The modest price is matched by this first Ubuntu phone's barebone spec sheet. The 4.5-inch display has only qHD resolution (540 x 960), the processor is a 1.3GHz quad-core MediaTek chip, there's no LTE option, and the onboard storage is limited to 8GB. To offset these restrictions, the Aquaris allows memory expansion via a microSD card and also has two micro-SIM slots for added flexibility. If there's one spec indulgence here, it's the 5-megapixel front-facing camera, which BQ highlights as a major feature on the Android variant of this phone.

Ubuntu phone

Though obviously aimed at the budget-conscious phone buyer, the Ubuntu phone faces tough competition from cheaper alternatives like the excellent Moto E on Android and Microsoft's latest Lumia devices running Windows Phone. Canonical, the company in charge of Ubuntu, believes it has a unique proposition to offer with its concept of Scopes. It eschews the traditional app-based interaction model in favor of "a new UI paradigm, designed to deliver content and services directly to categorised home screens, giving users a rich, unfragmented experience." This sort of content aggregation — serving web videos from YouTube and Vimeo as well as your own recorded media on the same screen — has been tried previously and never really succeeded. Canonical is therefore embarking on a highly ambitious project, but that's to be expected from the company that once sought $32 million to build the Ubuntu Edge smartphone that never materialized.
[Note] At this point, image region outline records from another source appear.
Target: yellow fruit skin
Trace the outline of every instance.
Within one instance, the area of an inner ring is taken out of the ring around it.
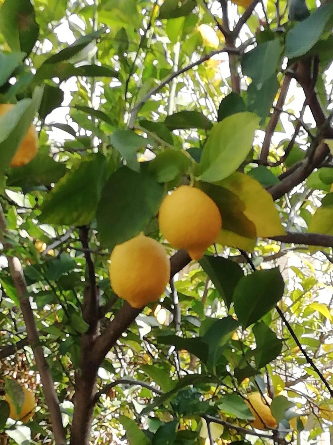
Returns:
[[[20,413],[16,411],[16,407],[8,394],[5,399],[9,405],[9,417],[13,420],[20,420],[24,423],[27,423],[32,418],[36,408],[36,400],[33,393],[27,388],[23,387],[24,393],[24,400]]]
[[[159,213],[161,231],[177,249],[199,259],[222,228],[215,202],[199,189],[182,186],[163,199]]]
[[[133,307],[157,300],[170,279],[170,262],[157,241],[140,235],[116,246],[109,274],[117,295]]]
[[[269,403],[270,399],[267,398],[267,400]],[[278,426],[276,420],[273,417],[270,407],[263,401],[260,392],[252,392],[249,394],[245,402],[254,417],[254,420],[251,422],[254,428],[257,429],[276,428]]]
[[[12,104],[0,104],[0,116],[11,110]],[[38,135],[34,125],[31,125],[28,133],[12,160],[11,167],[21,167],[35,158],[38,150]]]

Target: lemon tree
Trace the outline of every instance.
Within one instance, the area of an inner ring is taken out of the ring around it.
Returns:
[[[333,16],[0,1],[0,443],[332,441]]]

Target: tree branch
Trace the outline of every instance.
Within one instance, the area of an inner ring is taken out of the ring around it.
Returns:
[[[0,204],[0,241],[4,249],[8,250],[12,248],[12,247],[5,237],[6,230],[6,220],[2,207]],[[28,340],[33,351],[37,368],[43,384],[46,404],[50,410],[56,444],[56,445],[66,445],[66,436],[61,419],[59,401],[55,390],[54,383],[50,368],[44,356],[43,347],[40,344],[39,335],[30,306],[22,265],[19,259],[16,257],[8,255],[7,259],[12,278],[20,300],[20,305],[25,323]]]

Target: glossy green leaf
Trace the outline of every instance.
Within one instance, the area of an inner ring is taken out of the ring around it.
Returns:
[[[230,307],[235,287],[244,275],[242,267],[235,262],[221,256],[206,255],[199,263]]]
[[[235,171],[252,145],[259,117],[237,113],[214,125],[202,151],[197,176],[209,182],[223,179]]]
[[[157,214],[163,194],[163,187],[147,172],[123,167],[114,173],[103,189],[97,210],[102,244],[113,248],[139,235]]]
[[[164,125],[169,130],[201,128],[210,130],[213,124],[198,111],[179,111],[166,117]]]
[[[30,0],[5,0],[0,8],[0,30],[12,51],[29,55],[39,33]]]
[[[278,267],[263,269],[243,277],[234,294],[234,305],[244,328],[274,307],[283,295],[285,283]]]
[[[263,321],[255,324],[252,331],[257,344],[254,359],[256,366],[259,369],[276,358],[281,352],[282,343]]]
[[[297,23],[287,33],[285,55],[292,59],[307,53],[320,38],[333,14],[333,3],[323,4],[305,20]]]
[[[45,198],[40,221],[67,226],[88,224],[95,217],[106,175],[107,161],[88,155],[72,168]]]

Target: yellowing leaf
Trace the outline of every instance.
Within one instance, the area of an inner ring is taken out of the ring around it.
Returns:
[[[253,251],[255,246],[256,239],[251,239],[242,236],[237,233],[230,232],[229,230],[223,229],[216,239],[216,242],[222,246],[236,247],[246,251],[247,252]]]
[[[218,182],[232,192],[245,205],[243,213],[256,227],[258,236],[267,238],[285,234],[271,195],[258,181],[236,172]]]
[[[201,427],[201,429],[200,430],[200,437],[202,437],[203,439],[206,439],[207,437],[209,437],[207,422],[202,417],[201,418],[201,421],[202,422],[202,426]],[[220,425],[219,423],[210,422],[209,426],[212,439],[213,441],[215,441],[220,437],[223,432],[223,425]]]
[[[317,311],[318,312],[320,312],[328,320],[329,320],[331,323],[333,321],[333,317],[331,315],[331,313],[326,304],[323,304],[322,303],[311,303],[308,308],[309,309],[313,309],[314,311]]]
[[[220,45],[220,41],[218,35],[212,28],[209,25],[202,24],[198,26],[197,29],[200,32],[202,41],[206,46],[217,49]]]

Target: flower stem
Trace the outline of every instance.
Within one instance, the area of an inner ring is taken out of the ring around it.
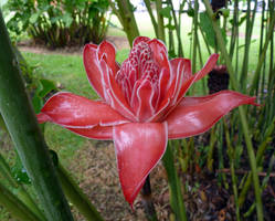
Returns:
[[[142,206],[145,210],[145,214],[147,220],[149,221],[157,221],[158,217],[154,207],[152,197],[151,197],[151,185],[150,185],[150,177],[145,180],[145,185],[141,189],[141,198],[142,198]]]
[[[71,221],[49,149],[25,92],[17,56],[0,10],[0,112],[47,220]]]

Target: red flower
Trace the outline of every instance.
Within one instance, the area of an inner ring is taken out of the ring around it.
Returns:
[[[212,70],[218,54],[194,75],[190,60],[169,61],[166,46],[156,39],[137,38],[121,66],[115,56],[115,48],[107,41],[98,46],[87,44],[84,65],[101,101],[57,93],[38,119],[88,138],[114,139],[123,192],[133,204],[165,154],[168,139],[204,133],[232,108],[255,105],[255,98],[232,91],[184,97],[188,88]]]

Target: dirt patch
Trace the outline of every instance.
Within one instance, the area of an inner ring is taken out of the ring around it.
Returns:
[[[125,36],[107,36],[107,41],[112,42],[117,50],[130,49],[127,38]],[[64,54],[64,55],[82,55],[83,46],[71,46],[64,49],[49,49],[42,44],[34,44],[32,41],[22,41],[18,43],[20,51],[32,52],[36,54]]]

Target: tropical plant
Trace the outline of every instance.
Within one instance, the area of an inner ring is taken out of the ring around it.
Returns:
[[[11,0],[7,8],[13,13],[7,23],[11,32],[28,32],[51,48],[99,43],[108,27],[107,0]]]

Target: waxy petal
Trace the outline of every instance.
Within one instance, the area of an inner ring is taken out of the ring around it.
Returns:
[[[136,46],[140,42],[148,42],[150,41],[150,38],[148,36],[137,36],[133,42],[133,48]]]
[[[192,77],[191,61],[189,59],[173,59],[170,61],[171,75],[177,76],[182,74],[184,80]]]
[[[113,126],[129,120],[103,102],[62,92],[53,95],[38,115],[39,122],[52,122],[71,128]]]
[[[201,80],[203,76],[205,76],[207,74],[209,74],[209,72],[211,72],[212,69],[215,66],[218,59],[219,59],[219,54],[211,54],[207,63],[202,67],[202,70],[199,71],[197,74],[194,74],[195,76],[194,81],[197,82]]]
[[[222,91],[203,97],[184,97],[166,118],[168,137],[184,138],[202,134],[210,129],[231,109],[244,105],[257,105],[255,97],[233,91]]]
[[[101,61],[101,67],[105,73],[103,80],[104,80],[104,91],[106,93],[105,94],[106,102],[126,118],[136,120],[136,117],[130,110],[130,106],[126,101],[126,97],[121,88],[117,84],[115,77],[109,73],[110,69],[108,67],[108,65],[104,60]]]
[[[97,56],[98,56],[98,61],[101,61],[104,57],[107,65],[112,69],[113,75],[115,76],[119,70],[119,66],[116,63],[115,46],[107,41],[103,41],[98,46]]]
[[[130,204],[165,154],[167,135],[166,123],[130,123],[114,127],[120,185]]]
[[[92,128],[70,128],[66,129],[81,135],[83,137],[87,137],[91,139],[99,139],[99,140],[112,140],[113,139],[113,126],[95,126]]]
[[[83,50],[83,62],[87,73],[88,81],[95,92],[105,99],[103,88],[103,73],[97,57],[97,45],[86,44]]]

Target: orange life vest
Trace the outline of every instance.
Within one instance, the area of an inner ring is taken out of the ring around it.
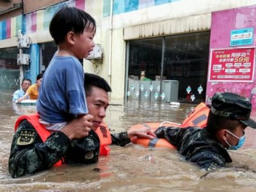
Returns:
[[[20,116],[16,121],[14,126],[15,131],[16,132],[19,125],[24,120],[27,120],[31,124],[43,142],[45,142],[47,138],[51,134],[51,132],[46,129],[44,125],[39,123],[39,114],[37,113]],[[100,156],[108,156],[110,152],[110,148],[108,145],[112,143],[111,136],[108,126],[105,124],[102,124],[102,125],[97,128],[95,132],[100,140]],[[60,160],[54,166],[59,166],[61,164],[61,160]]]

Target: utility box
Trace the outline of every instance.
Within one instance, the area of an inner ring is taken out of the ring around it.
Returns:
[[[179,81],[164,80],[162,88],[162,92],[165,94],[166,102],[178,101]]]
[[[101,59],[102,58],[103,49],[100,44],[96,44],[93,50],[90,52],[87,60]]]
[[[28,54],[18,54],[17,55],[17,63],[20,65],[29,65],[30,57]]]
[[[18,48],[29,48],[31,44],[31,40],[28,36],[18,36]]]

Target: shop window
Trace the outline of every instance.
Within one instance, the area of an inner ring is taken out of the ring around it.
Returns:
[[[0,49],[0,88],[16,90],[20,87],[20,70],[17,64],[17,47]]]
[[[179,102],[205,101],[209,38],[208,31],[164,38],[163,76],[179,81]]]
[[[206,31],[129,42],[127,98],[204,102],[209,38]]]

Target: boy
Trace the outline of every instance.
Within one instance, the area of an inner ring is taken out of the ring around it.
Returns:
[[[251,109],[251,102],[244,97],[216,93],[205,129],[161,127],[155,133],[177,146],[186,160],[206,170],[214,170],[232,161],[227,149],[243,145],[247,126],[256,129],[256,122],[250,118]]]
[[[44,75],[36,108],[40,123],[59,131],[67,122],[88,113],[79,59],[93,50],[96,25],[84,11],[63,7],[52,19],[49,31],[58,49]]]

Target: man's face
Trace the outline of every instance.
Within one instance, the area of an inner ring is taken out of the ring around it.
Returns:
[[[90,96],[86,96],[89,114],[93,116],[92,130],[103,122],[106,116],[106,111],[109,105],[108,92],[104,90],[93,86]]]
[[[36,81],[36,83],[37,87],[38,88],[40,87],[42,81],[43,81],[43,78],[39,79],[38,80]]]
[[[244,134],[244,129],[246,127],[244,125],[239,125],[238,126],[234,131],[230,131],[233,134],[236,136],[232,135],[232,134],[229,133],[228,131],[227,132],[227,141],[228,143],[231,145],[236,145],[239,141],[241,137],[242,137]]]
[[[31,83],[29,81],[24,81],[23,83],[21,84],[21,88],[22,88],[23,91],[26,92],[28,88],[31,85]]]

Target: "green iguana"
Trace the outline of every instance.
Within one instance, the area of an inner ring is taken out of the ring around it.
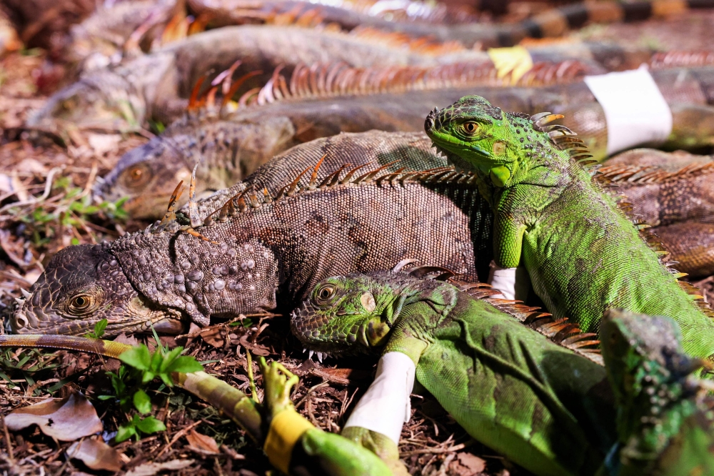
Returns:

"We're not coming out with yet another iOS or Android clone."

At the outset, The Aquaris E4.5 Ubuntu Edition will feature Facebook, Twitter, Amazon, Time Out, Yelp, and Cut the Rope among its best-known partners, with Spotify, SoundCloud, and Grooveshark also being integrated via their web APIs. The Ubuntu phone "supports mainstream HTML5 beautifully," says Canonical, and the company's categorical that it's "not coming out with yet another iOS or Android clone." What you'll get is something altogether different, a fresh experience built around screen-edge interactions and tailored Scopes that aim at "reversing the hackneyed status quo." It's a bold set of promises, though it's likely to find a receptive audience in its first buyers, who will necessarily be Ubuntu fans already.

There will be no retail availability of the Aquaris. It will be on sale via sporadic flash sales over the coming weeks, recruiting early adopters and trying to build up into a viable mobile platform. The climb toward that goal looks as long and hazardous as Ubuntu's mobile struggles to this point, but today marks an important milestone along the way.